ピッチの癖。語尾の処理。息がわずかにかかる高音の入り。
確かに、一致していた。
今までの引っかかりの正体が、すべてつながっていく。
「それで……今日、事務所の方から先生に相談したいことがあって」
彼女はクリアファイルを取り出す。中には印刷された企画書らしき紙と、事務所のロゴがついた名刺が挟まれていた。
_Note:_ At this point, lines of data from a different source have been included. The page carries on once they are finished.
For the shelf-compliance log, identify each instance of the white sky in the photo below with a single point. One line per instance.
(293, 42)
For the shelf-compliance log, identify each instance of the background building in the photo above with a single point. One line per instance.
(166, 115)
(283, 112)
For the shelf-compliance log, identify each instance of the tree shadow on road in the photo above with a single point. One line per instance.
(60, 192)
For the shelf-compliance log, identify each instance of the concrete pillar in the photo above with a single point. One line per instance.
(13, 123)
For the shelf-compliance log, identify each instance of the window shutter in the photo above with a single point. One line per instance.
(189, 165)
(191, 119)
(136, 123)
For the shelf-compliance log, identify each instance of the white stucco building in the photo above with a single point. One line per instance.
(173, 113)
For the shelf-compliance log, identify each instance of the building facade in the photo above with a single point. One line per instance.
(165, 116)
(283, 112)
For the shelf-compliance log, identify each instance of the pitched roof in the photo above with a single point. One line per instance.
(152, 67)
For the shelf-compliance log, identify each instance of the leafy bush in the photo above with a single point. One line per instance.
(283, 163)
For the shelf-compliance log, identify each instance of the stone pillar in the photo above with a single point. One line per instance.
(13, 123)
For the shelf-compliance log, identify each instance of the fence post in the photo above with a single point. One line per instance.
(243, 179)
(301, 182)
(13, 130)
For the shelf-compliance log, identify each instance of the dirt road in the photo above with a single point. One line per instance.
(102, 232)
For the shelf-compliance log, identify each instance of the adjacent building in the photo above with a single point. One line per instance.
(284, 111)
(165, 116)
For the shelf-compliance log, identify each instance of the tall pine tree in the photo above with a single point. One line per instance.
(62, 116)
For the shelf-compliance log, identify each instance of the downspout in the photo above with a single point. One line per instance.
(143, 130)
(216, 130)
「これからの活動で、先生に……歌のディレクションと、動画の編集をお願いできないかって」
俺はそれを黙って受け取り、視線を落とした。
内容は丁寧で、案件としてはきちんと整っている。
ただ――それよりも、俺の中では別の感情が渦巻いていた。
「……それ、本気で言ってる?」
「はい。先生じゃなきゃ、ダメなんです」
即答だった。
「どうして、俺なのか、聞いてもいい?」
「半年間、レッスンを通して、私の声を誰よりもわかってくれたのは先生だと思ってます。歌い方の癖も、いいところも悪いところも、全部見てくれてる。……それに、先生がいなかったら、私は今ここまで歌えなかったと思うんです」
俺は言葉を失っていた。
まっすぐに差し出される信頼。
それは、思っていたよりも、ずっと重いものだった。
本来なら、プロとして即座に返事をすべきなんだろう。
でも、今は無理だった。
「……ありがとう。その気持ちは、すごく嬉しいよ」
できるだけ穏やかな声で、そう返した。
彼女の顔が、少しだけ緩む。
「でも……正直、ちょっとだけ、時間がほしい」
「……はい。もちろんです」
「君のことは信じてる。ただ、俺自身の問題。ちょっとだけ整理したい」
「……わかりました」
彼女は深く頷き、それ以上は何も言わなかった。
静かに頭を下げて、控室を出ていった。
ドアが閉まる音が、やけに重たく響いた。
⸻
控室に一人取り残された俺は、深く息を吐いた。
「……マジか」
小さく呟きながら、額を手で覆った。
(どういうことだよ……)
思考がうまくまとまらない。
ずっと聴いていた歌声。
癒され、励まされ、時には嫉妬すらした“あの声”が、まさか教え子だったなんて。
しかもその本人から、仕事を依頼されるなんて――
「おいおい……」
笑えてきた。
同時に、心の奥で確かに何かが熱を帯びていた。
(この半年間……俺は、彼女の声を、成長を、ずっと見てきたんだ)
その積み重ねのすべてが、あの歌声を形づくっていた。
俺が導いたわけじゃない。
彼女自身が、必死に道を切り拓いてきた。
けれど、少しだけでも――その“背中を押す”力になれたのだとしたら。
(……本気で、やってみる価値はあるのかもしれない)
すぐには決められない。
でも、もう無関係ではいられなかった。
駅までの夜道を歩きながら、ポケットの中のスマホを握りしめる。
ホームに着いたとき、無意識にアリアの最新アーカイブを再生していた。
スピーカーから流れるのは、あの声。
俺が誰より近くで聴いてきた、彼女の声。
(澪……)
思わず、その名を口にする。
歌が終わり、アリアの優しい声が話し始める。
笑っている。まるでいつものレッスンの後みたいに。
――あの声を、もっと遠くへ届けてみたい。
その衝動が、すでに心を動かしていた。
「どうすればいいんだよ、これ……」
苦笑混じりに呟く。
けれどその呟きの奥には、もう“覚悟”が芽生え始めていた。